I wanted to be some child miracle who rose above their lot in life, and through passion and determination, achieved impossible things.
I'm thirty now, far too old to be a prodigal. And the truth is I failed at everything I attempted to do. But now, looking back, in all that failure I found my true voice. Because when I was younger, everything I did was a show, for an audience. I was never truly driven, because I was only doing what I thought would make me remarkable to everybody else.
And the truth is, I'm not remarkable. I'll probably never be noteworthy. But I love the art of crafting words. I love the feeling of finding new music. I love to get lost in the worlds of musicals in the surprise of great cinema. I can do all of these things, just for me. And sure, I'll never be Jonathan Larson. He'd already achieved more in thirty-five years than I'd ever hope to in my life. But I can take his life-changing message to heart--there's no day like today.

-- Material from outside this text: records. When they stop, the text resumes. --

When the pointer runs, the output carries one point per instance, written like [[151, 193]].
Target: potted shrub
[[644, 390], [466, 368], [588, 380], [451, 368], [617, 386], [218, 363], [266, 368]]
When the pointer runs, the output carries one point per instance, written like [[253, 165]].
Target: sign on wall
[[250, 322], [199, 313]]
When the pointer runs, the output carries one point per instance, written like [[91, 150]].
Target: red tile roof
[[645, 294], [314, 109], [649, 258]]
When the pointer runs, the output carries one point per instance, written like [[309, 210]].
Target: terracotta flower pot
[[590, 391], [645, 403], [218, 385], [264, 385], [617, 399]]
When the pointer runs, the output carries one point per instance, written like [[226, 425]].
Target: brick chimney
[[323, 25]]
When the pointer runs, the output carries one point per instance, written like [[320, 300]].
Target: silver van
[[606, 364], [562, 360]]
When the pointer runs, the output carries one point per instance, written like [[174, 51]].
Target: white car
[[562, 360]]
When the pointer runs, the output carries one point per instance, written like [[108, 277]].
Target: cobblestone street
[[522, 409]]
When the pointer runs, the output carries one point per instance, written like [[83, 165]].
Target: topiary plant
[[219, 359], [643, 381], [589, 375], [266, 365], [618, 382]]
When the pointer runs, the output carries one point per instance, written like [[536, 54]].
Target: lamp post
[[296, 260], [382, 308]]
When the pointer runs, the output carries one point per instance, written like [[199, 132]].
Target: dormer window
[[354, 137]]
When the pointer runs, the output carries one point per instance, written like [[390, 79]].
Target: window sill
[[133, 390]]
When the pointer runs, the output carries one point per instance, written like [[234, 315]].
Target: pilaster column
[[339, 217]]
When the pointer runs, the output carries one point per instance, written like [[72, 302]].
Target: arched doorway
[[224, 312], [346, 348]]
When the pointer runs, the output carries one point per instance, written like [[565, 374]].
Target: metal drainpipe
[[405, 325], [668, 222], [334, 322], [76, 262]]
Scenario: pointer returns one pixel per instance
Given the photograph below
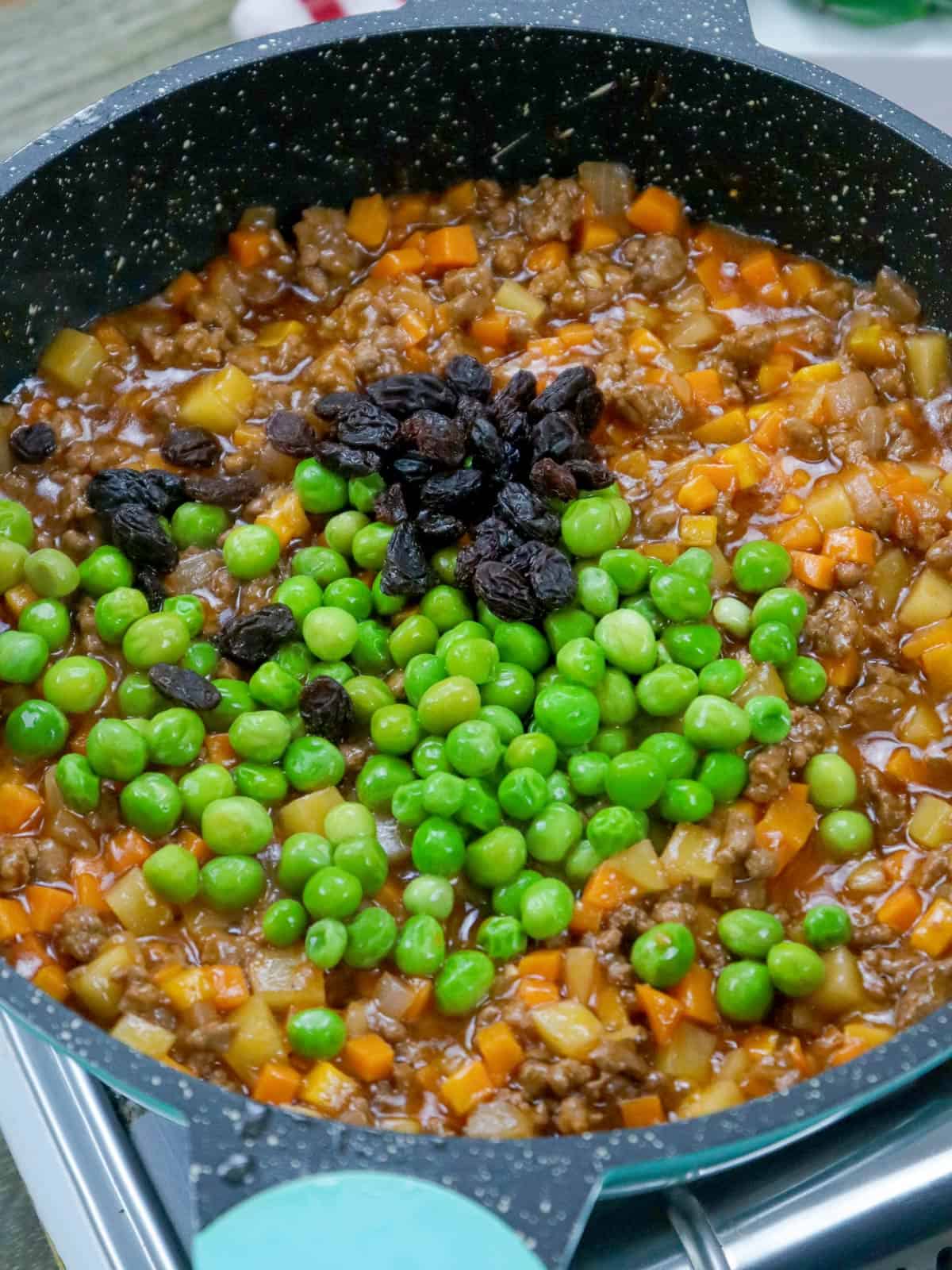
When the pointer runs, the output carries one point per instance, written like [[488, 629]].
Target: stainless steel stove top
[[109, 1184]]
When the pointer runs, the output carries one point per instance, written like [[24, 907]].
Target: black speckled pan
[[107, 207]]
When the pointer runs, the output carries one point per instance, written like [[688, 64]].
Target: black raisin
[[334, 404], [555, 437], [436, 437], [588, 474], [404, 395], [291, 435], [549, 479], [517, 394], [327, 709], [32, 444], [527, 514], [184, 686], [438, 530], [406, 569], [562, 391], [257, 637], [348, 461], [551, 579], [588, 408], [454, 492], [225, 491], [139, 533], [505, 592], [465, 375], [367, 425], [190, 448], [390, 506]]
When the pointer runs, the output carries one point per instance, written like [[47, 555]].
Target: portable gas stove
[[873, 1193]]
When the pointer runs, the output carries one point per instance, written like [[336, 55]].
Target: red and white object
[[253, 18]]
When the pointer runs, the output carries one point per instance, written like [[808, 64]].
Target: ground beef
[[659, 260], [768, 775], [79, 933]]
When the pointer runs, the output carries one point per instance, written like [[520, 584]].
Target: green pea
[[152, 804], [236, 827], [663, 956], [171, 873], [420, 948], [371, 937], [205, 785], [463, 982], [749, 933]]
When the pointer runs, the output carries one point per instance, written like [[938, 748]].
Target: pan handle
[[272, 1183]]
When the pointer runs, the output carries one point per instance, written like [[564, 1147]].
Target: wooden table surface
[[57, 56]]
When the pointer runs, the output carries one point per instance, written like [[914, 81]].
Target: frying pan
[[108, 206]]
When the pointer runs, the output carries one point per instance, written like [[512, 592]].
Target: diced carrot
[[607, 887], [13, 920], [800, 533], [932, 933], [537, 992], [708, 387], [696, 995], [501, 1052], [547, 256], [52, 981], [277, 1083], [391, 264], [248, 248], [900, 910], [219, 749], [663, 1013], [492, 329], [452, 248], [184, 286], [814, 571], [786, 826], [368, 221], [228, 986], [657, 211], [543, 964], [18, 806], [643, 1111], [594, 234], [48, 905], [857, 546], [466, 1087], [370, 1057]]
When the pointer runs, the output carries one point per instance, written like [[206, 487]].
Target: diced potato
[[285, 977], [137, 906], [641, 864], [217, 402], [890, 577], [829, 505], [842, 990], [581, 968], [927, 359], [930, 601], [99, 984], [73, 359], [568, 1028], [257, 1039], [932, 822], [687, 1056], [328, 1089], [716, 1098], [306, 814], [689, 855], [517, 298], [146, 1038]]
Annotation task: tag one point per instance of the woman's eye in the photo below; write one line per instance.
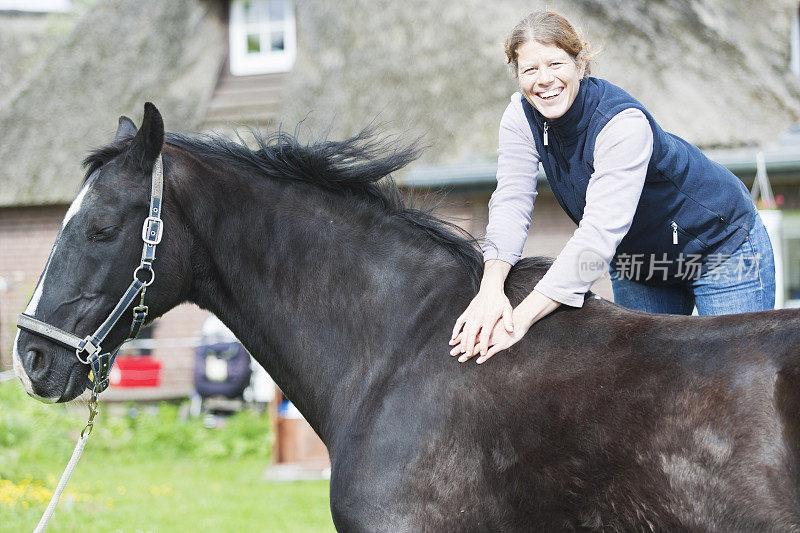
(104, 234)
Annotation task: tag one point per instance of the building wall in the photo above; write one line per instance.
(27, 235)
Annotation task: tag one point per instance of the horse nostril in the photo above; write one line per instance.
(36, 362)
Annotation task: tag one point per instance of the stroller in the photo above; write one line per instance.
(225, 376)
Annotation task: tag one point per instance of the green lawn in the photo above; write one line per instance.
(107, 494)
(147, 473)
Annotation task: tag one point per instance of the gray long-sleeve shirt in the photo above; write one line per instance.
(621, 155)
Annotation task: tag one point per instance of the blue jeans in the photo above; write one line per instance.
(739, 283)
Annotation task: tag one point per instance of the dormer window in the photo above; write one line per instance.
(262, 36)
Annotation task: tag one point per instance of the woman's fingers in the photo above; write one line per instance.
(508, 318)
(457, 328)
(483, 339)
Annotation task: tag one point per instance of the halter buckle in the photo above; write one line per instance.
(152, 230)
(90, 351)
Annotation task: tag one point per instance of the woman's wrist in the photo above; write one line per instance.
(494, 274)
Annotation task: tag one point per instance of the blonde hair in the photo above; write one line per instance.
(547, 27)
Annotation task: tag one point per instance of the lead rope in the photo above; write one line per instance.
(73, 462)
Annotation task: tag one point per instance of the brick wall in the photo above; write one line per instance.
(26, 237)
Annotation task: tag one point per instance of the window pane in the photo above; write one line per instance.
(256, 11)
(277, 9)
(276, 41)
(253, 43)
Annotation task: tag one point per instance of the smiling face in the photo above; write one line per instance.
(548, 77)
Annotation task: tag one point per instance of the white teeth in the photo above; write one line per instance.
(549, 94)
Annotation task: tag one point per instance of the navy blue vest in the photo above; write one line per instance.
(690, 206)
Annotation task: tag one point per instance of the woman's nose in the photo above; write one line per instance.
(544, 76)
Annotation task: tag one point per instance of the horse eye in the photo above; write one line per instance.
(104, 234)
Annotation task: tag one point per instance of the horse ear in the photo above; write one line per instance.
(125, 129)
(149, 139)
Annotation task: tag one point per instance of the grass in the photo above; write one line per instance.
(171, 495)
(150, 472)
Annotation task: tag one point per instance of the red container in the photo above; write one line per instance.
(136, 371)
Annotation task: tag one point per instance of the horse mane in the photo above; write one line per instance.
(353, 166)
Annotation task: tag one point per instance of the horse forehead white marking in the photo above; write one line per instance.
(74, 208)
(76, 204)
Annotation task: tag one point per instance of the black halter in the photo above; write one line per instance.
(88, 350)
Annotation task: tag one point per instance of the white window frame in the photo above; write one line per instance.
(243, 63)
(36, 6)
(794, 62)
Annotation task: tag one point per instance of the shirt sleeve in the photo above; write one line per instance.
(621, 156)
(511, 205)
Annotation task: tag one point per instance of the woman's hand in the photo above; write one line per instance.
(489, 307)
(534, 307)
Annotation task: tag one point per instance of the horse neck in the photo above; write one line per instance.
(323, 290)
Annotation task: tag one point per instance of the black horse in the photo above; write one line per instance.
(600, 419)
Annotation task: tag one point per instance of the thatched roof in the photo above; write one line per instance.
(713, 72)
(118, 55)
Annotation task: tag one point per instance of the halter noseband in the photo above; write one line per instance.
(88, 350)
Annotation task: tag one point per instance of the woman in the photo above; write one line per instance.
(675, 229)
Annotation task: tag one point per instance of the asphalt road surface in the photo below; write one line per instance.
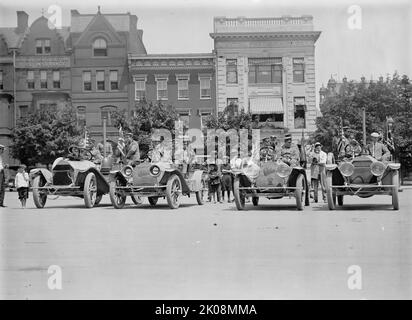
(360, 251)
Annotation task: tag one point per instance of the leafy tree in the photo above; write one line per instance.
(381, 99)
(44, 135)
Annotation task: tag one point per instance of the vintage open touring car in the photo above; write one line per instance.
(270, 179)
(75, 175)
(157, 180)
(363, 176)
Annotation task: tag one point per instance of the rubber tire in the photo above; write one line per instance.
(255, 201)
(89, 200)
(173, 204)
(395, 190)
(114, 197)
(330, 197)
(300, 194)
(239, 199)
(200, 195)
(153, 200)
(98, 200)
(39, 200)
(340, 200)
(136, 199)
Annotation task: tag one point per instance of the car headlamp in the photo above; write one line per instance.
(377, 168)
(346, 169)
(283, 170)
(154, 170)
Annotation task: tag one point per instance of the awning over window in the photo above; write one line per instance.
(266, 105)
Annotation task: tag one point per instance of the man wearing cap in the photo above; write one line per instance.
(132, 148)
(377, 149)
(2, 177)
(318, 160)
(289, 152)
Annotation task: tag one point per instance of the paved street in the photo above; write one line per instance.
(210, 251)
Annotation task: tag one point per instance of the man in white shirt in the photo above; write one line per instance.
(2, 177)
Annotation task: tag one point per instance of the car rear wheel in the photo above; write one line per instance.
(300, 192)
(153, 200)
(395, 190)
(330, 196)
(202, 193)
(239, 196)
(136, 199)
(90, 190)
(117, 197)
(39, 196)
(173, 191)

I'm not the best, but I'm getting better the more I write. And I find ideas surge through me like electricity. I'm more alive and free now then I ever was as a child. It's not a profound passion. It's not a torch I can carry through a darkened tunnel. But it's at least a candle. And though the road is dark, I can just see it, enough to stumble my way into the light.
I don't expect anyone to follow me there. Why follow the girl holding only a candle? The torch burns bright with charisma and passion, it only makes sense to follow that brilliant light.
I never know where my dark road will take me. It's exciting within the unknown. I'm a jack of all trades and a master of none. But I finally figured out that the point is, I'll never be done.